A handout photo taken on April 7, 2014 and released on April 8 by Australian Defence shows Able Seaman Clearance Diver Michael Arnold being towed by Australian Defence Vessel Ocean Shield's fast response craft as he scans the water for debris from missing Malaysia Airlines Flight MH 370 in the southern Indian Ocean.
Leut. Ryan Davis—Australian Defence/AFP/Getty Images
April 9, 2014 8:15 PM EDT

Signals from a site deep in the Indian Ocean picked up by an Australian naval vessel Tuesday have led investigators to believe they’re closing in on the site of the lost Malaysian Airlines Flight 370.

“I’m now optimistic that we will find the aircraft, or what is left of the aircraft, in the ‘not-too-distant future,’” said Angus Houston, the Australian official overseeing the search. “But we haven’t found it yet, because this is a very challenging business.”

The search area has now been reduced to an area of 22,364 square miles, roughly the size of West Virginia, located more than 1,000 miles northwest of Perth, Australia.
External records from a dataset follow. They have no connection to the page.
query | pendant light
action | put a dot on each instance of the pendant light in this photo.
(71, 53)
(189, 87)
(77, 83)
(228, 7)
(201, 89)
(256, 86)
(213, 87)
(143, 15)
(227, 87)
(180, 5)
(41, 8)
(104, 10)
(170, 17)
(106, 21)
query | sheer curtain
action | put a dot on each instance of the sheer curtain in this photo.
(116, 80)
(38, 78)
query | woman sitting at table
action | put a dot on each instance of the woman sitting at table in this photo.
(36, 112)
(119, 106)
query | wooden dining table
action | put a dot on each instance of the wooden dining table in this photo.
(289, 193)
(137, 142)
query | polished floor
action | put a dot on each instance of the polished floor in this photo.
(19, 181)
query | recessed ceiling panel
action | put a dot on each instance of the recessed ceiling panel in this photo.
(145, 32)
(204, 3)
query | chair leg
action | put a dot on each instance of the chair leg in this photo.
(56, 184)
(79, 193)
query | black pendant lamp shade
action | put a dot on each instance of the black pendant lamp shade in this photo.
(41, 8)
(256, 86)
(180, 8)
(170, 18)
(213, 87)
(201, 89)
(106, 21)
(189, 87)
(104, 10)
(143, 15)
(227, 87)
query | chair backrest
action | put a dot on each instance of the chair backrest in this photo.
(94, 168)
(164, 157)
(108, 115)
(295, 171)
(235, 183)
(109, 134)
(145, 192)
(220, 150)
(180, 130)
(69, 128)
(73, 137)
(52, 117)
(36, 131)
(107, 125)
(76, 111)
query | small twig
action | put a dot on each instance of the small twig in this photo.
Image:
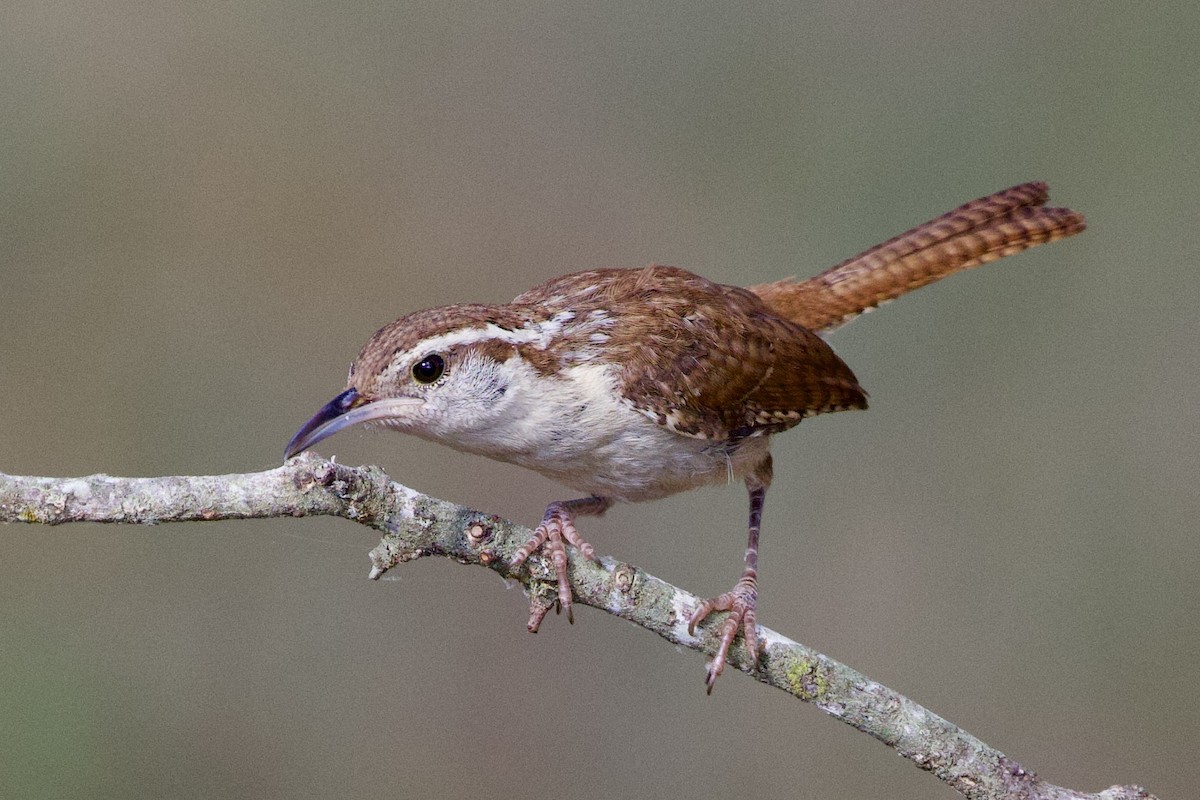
(415, 525)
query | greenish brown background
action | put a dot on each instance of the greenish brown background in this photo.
(207, 208)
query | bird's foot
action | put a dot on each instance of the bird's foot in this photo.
(742, 603)
(557, 530)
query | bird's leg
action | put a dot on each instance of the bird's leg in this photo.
(743, 601)
(557, 529)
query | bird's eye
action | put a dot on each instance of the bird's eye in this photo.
(429, 368)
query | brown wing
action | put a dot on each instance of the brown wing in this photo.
(703, 359)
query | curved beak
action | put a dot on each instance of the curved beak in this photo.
(348, 408)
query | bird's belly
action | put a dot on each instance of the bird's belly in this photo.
(649, 461)
(585, 435)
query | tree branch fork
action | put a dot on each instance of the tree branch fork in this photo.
(417, 525)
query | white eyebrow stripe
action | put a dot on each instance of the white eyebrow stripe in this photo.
(539, 334)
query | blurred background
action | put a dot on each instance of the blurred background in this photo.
(205, 209)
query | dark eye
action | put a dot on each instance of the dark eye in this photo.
(429, 368)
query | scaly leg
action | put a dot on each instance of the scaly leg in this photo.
(742, 602)
(557, 525)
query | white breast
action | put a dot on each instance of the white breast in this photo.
(577, 429)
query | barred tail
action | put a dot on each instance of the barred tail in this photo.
(979, 232)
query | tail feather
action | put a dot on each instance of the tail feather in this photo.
(973, 234)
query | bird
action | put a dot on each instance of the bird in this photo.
(636, 384)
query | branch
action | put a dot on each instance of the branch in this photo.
(415, 525)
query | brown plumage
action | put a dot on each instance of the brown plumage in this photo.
(637, 384)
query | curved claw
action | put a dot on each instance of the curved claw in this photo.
(742, 603)
(557, 530)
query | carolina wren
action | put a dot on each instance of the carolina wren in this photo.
(634, 384)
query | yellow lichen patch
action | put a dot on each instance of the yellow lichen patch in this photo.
(805, 680)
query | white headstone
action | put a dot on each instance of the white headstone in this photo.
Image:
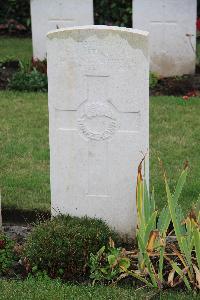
(172, 28)
(99, 110)
(47, 15)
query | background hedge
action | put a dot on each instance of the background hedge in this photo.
(117, 12)
(108, 12)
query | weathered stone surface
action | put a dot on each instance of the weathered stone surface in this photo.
(172, 28)
(99, 110)
(47, 15)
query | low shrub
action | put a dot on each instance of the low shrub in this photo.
(161, 260)
(61, 246)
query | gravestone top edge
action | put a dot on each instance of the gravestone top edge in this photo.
(64, 33)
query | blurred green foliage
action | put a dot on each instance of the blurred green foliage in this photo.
(117, 12)
(106, 12)
(18, 10)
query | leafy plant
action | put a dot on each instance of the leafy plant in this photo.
(153, 80)
(61, 246)
(109, 264)
(187, 231)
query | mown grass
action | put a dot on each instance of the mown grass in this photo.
(55, 290)
(175, 138)
(15, 49)
(24, 150)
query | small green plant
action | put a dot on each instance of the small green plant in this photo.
(61, 246)
(153, 80)
(7, 255)
(109, 264)
(158, 262)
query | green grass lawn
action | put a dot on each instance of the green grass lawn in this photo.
(16, 48)
(54, 290)
(24, 153)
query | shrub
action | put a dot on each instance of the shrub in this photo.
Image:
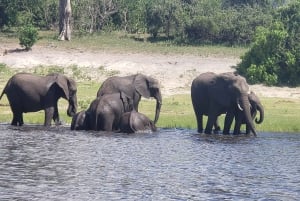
(273, 58)
(28, 36)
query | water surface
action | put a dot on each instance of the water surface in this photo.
(172, 164)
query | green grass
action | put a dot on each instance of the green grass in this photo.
(124, 43)
(281, 115)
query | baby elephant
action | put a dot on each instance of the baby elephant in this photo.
(132, 122)
(80, 121)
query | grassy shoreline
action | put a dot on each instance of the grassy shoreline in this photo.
(281, 114)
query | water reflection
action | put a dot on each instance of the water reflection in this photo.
(172, 164)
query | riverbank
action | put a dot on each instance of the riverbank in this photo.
(175, 73)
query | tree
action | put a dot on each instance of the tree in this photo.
(274, 57)
(65, 19)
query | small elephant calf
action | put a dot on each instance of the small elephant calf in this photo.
(134, 121)
(80, 121)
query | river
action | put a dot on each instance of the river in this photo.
(172, 164)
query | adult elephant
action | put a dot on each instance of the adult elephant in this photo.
(214, 94)
(134, 121)
(80, 121)
(255, 105)
(30, 93)
(105, 111)
(134, 86)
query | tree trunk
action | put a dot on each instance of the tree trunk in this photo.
(65, 19)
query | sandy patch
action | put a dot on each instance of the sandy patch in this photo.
(175, 73)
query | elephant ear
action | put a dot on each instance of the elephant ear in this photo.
(127, 101)
(134, 125)
(141, 83)
(63, 83)
(220, 89)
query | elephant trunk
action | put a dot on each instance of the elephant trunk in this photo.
(260, 108)
(245, 104)
(158, 106)
(72, 108)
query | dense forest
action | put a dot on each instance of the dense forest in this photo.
(270, 27)
(184, 21)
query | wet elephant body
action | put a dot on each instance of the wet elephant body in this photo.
(215, 94)
(105, 111)
(30, 93)
(132, 122)
(135, 86)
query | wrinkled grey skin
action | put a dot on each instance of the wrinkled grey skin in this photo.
(132, 122)
(105, 111)
(134, 86)
(215, 94)
(240, 117)
(30, 93)
(80, 121)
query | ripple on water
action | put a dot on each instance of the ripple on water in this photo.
(172, 164)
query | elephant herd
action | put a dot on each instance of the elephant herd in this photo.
(115, 107)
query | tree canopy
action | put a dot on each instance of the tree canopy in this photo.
(184, 21)
(270, 27)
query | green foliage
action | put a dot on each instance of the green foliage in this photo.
(273, 58)
(28, 35)
(230, 22)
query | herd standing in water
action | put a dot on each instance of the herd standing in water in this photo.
(115, 107)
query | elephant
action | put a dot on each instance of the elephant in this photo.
(255, 105)
(80, 121)
(214, 94)
(105, 111)
(30, 93)
(134, 121)
(134, 86)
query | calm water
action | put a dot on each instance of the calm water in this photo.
(172, 164)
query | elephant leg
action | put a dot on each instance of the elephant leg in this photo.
(210, 122)
(17, 117)
(56, 116)
(108, 125)
(237, 127)
(199, 118)
(227, 123)
(217, 126)
(247, 130)
(49, 113)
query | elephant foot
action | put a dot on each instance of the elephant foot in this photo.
(207, 132)
(58, 123)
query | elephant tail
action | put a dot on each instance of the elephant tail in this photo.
(3, 92)
(5, 88)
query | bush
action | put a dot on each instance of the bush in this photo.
(28, 36)
(273, 58)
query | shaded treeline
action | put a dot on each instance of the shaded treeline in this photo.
(229, 22)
The search for the Boeing 777, which vanished with 239 souls aboard on March 8, has neared a critical stage as time runs out to locate the plane before the battery life expires in its “black boxes,” which send off the signals authorities believe they’ve picked up. Batteries on the black boxes are designed to last roughly 30 days, an expiration date that passed Tuesday. Once authorities have determined to stop using the ping locator that scans for black box signals a drone submarine will be deployed to painstakingly create a sonar map of the search area seabed, something that may be “not far away,” Houston said.

Locating the boxes once the batteries have run out would be extremely difficult, perhaps impossible, according to the Associated Press.

“Hopefully in a matter of days, we will be able to find something on the bottom that might confirm that this is the last resting place of MH370,” Houston said.